Foto: Antônio Agostinho Vieira |
As filas foram feitas para torturar os homens e as mulheres de boa vontade. Não bastasse a eternidade que constitui o tempo de espera para ser atendido em um dos guichês e a constatação de que uma das leis de Murphy está em vigor (a fila ao lado sempre anda mais rápido), ainda há que se ser tolerante com gente gritando no telefone, mãe mandando criança ficar quieta, conversas inapropriadas para menores de 50 anos, apressados que não param de olhar no relógio, indivíduos que insistem em não usar máscara. É uma confusão sem fim.
A elegância, essa preciosidade civilizatória, está cada vez mais distante do viver em sociedade. Nem sempre aquele que está na fila se esforça para que a ordem do universo seja restabelecida. Muitas pessoas não respeitam o distanciamento social. Então, a qualquer descuido, surge alguém pisando no calcanhar daquele que está na sua frente. Em lugar de pedir desculpas, a criatura inicia uma conversa desbaratada, produto da falsa intimidade, apostando que vai se transformar no mais novo amigo de infância da vítima.
Algumas pessoas não suportam a soma de inconvenientes provenientes da fila. Principalmente nos casos de fila da fila. Ou seja, fila para pegar a senha para a próxima fila. O nível de tolerância entra em alerta vermelho ou estoura a bolha da paciência. A qualquer momento pode ocorrer uma troca de pontapés ou, nos casos mais brandos, uma discussão acalorada. Usualmente a turma do deixa disso controla o caos, mas é inevitável que alguém volte para casa com algum hematoma (físico ou no ego).
Nestes tempos de pandemia, há uma fila em especial que não causa irritação ou desavença. Quer dizer, não deveria. Mas, como diz o filósofo, nada do que é humano pode ser considerado estranho. Então,...
A fila da vacina merece aplausos.

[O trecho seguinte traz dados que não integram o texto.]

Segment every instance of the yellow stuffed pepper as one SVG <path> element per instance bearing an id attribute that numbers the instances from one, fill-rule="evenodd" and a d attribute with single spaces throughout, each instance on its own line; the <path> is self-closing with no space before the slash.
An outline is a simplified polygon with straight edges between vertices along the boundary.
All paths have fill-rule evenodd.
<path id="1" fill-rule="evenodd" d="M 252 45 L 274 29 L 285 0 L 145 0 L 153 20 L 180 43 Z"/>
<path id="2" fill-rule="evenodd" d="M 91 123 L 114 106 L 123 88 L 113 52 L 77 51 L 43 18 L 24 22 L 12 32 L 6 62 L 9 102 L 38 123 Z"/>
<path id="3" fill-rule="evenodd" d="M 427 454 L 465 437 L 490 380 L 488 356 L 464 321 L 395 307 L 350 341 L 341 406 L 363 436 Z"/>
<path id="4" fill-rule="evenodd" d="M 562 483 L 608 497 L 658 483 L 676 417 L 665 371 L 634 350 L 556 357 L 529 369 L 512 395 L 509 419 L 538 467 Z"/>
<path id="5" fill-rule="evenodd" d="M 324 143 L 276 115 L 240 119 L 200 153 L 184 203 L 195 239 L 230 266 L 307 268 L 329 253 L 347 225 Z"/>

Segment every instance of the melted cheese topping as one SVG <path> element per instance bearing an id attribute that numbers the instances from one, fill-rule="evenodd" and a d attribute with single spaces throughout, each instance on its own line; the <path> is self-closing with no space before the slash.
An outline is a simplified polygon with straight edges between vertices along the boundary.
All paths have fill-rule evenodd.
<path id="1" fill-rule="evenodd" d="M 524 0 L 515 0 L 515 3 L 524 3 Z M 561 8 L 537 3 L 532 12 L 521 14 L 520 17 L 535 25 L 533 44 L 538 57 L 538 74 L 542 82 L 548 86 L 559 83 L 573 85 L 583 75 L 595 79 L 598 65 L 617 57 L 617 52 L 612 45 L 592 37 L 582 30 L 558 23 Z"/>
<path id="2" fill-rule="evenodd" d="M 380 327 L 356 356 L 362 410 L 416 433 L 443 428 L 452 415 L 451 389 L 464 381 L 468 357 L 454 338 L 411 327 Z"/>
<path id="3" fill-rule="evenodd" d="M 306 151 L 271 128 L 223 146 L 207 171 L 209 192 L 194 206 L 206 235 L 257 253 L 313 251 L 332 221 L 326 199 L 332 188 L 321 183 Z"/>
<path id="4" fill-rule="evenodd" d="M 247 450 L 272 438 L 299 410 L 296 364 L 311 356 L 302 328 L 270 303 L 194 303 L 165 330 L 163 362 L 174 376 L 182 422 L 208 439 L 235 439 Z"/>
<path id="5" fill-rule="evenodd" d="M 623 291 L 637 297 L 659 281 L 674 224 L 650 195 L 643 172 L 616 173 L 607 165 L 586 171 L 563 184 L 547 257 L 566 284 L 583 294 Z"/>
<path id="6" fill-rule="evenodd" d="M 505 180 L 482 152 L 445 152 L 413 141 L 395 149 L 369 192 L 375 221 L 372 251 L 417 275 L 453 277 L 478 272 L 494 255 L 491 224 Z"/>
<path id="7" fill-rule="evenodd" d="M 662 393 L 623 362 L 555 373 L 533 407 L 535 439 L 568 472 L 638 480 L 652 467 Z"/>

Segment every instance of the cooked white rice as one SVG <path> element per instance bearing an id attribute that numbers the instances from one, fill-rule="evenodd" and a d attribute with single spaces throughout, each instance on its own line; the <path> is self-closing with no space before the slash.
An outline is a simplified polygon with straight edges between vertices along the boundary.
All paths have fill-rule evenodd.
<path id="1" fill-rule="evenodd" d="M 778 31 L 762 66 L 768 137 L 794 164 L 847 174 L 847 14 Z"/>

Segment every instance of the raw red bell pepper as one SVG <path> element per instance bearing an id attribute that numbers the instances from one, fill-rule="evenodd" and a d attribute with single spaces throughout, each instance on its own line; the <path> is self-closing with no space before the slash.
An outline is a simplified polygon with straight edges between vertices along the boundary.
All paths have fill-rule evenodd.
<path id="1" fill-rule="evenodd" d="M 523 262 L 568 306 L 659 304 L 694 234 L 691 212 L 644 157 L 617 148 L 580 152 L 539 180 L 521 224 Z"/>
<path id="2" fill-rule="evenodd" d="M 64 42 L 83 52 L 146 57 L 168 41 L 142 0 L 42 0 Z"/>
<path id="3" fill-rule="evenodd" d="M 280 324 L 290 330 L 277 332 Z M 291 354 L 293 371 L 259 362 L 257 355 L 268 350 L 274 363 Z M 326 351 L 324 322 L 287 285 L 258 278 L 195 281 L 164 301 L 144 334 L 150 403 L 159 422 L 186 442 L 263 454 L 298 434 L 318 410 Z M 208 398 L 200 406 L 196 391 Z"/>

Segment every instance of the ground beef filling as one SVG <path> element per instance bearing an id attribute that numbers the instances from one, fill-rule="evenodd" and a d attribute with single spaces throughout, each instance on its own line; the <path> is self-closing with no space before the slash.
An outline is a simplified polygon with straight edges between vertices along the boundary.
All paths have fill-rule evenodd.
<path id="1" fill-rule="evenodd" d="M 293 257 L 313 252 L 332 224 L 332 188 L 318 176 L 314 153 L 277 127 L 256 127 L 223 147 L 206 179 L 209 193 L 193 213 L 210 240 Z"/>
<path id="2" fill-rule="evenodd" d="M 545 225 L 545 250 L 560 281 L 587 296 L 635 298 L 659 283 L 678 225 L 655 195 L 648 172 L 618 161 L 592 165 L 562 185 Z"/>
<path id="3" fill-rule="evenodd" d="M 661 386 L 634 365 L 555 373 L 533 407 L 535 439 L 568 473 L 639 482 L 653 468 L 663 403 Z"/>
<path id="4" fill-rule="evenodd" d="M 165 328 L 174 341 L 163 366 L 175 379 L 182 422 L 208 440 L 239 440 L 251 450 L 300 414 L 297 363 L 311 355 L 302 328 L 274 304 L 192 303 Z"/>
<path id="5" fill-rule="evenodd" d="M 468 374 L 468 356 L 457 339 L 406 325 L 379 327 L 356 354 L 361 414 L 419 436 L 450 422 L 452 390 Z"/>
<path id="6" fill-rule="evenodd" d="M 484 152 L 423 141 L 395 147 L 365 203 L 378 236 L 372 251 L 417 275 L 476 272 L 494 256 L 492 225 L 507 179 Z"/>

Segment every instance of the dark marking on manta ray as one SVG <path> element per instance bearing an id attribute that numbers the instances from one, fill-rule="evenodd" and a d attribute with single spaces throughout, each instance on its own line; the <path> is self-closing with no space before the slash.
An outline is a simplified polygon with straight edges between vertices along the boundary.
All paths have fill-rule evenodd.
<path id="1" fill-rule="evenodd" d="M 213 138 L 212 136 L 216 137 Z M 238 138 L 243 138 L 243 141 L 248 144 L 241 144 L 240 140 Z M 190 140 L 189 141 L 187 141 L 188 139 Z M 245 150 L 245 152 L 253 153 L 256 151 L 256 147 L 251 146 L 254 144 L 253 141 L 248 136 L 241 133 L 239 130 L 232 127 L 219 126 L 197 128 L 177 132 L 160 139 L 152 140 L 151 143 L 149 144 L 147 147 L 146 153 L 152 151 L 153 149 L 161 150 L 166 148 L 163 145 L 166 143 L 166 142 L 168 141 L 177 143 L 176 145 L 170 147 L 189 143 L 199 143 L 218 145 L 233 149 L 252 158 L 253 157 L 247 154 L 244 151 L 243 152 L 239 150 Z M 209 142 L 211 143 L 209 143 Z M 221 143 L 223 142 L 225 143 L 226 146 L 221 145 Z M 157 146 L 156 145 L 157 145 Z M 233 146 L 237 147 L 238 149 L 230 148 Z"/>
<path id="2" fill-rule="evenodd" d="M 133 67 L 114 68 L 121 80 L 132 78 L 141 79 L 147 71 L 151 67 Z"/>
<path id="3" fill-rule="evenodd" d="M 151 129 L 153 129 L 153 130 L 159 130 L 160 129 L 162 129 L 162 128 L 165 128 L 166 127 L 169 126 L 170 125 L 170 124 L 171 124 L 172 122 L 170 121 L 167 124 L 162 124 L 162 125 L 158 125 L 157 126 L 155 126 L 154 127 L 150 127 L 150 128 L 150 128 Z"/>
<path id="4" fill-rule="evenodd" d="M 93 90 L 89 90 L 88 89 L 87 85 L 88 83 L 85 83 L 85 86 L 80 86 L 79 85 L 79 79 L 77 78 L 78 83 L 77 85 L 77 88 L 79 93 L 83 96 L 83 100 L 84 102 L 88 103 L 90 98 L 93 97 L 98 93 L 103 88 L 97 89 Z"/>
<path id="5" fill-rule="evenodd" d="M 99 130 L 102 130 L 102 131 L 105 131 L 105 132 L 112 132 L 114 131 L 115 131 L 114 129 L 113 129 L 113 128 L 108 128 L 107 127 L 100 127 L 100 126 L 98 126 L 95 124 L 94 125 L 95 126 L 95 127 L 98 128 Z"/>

Não importa se ela dobra o quarteirão ou se o alvoroço se faz presente. A possibilidade de diminuir as chances de contágio e, consequentemente, não ficar doente, compensa os incômodos. Viver em sociedade implica em entender que as ações coletivas devem prevalecer sobre as ações individuais. Para quem já tomou as duas doses (ou a dose única), logo se iniciará a chamada para o reforço. Sim, mais uma fila. Cabe ter calma e consciência social.
O Covid-19 mostrou, mais uma vez, a
vulnerabilidade da vida. Episódios históricos como a revolta da vacina (1904)
ou a gripe espanhola (1918-1920) não foram suficientes para ensinar que a ciência
está (em 95% dos casos) a serviço da vida.De qualquer forma, ainda há tempo para aprender a lição.
Os incrédulos, portadores da síndrome de super-heróis de revista em quadrinho, não querem entrar na fila da vacinação. Preferem tomar vermífugos. A vida é feita de escolhas. Talvez estejam se inscrevendo para participar da fila derradeira.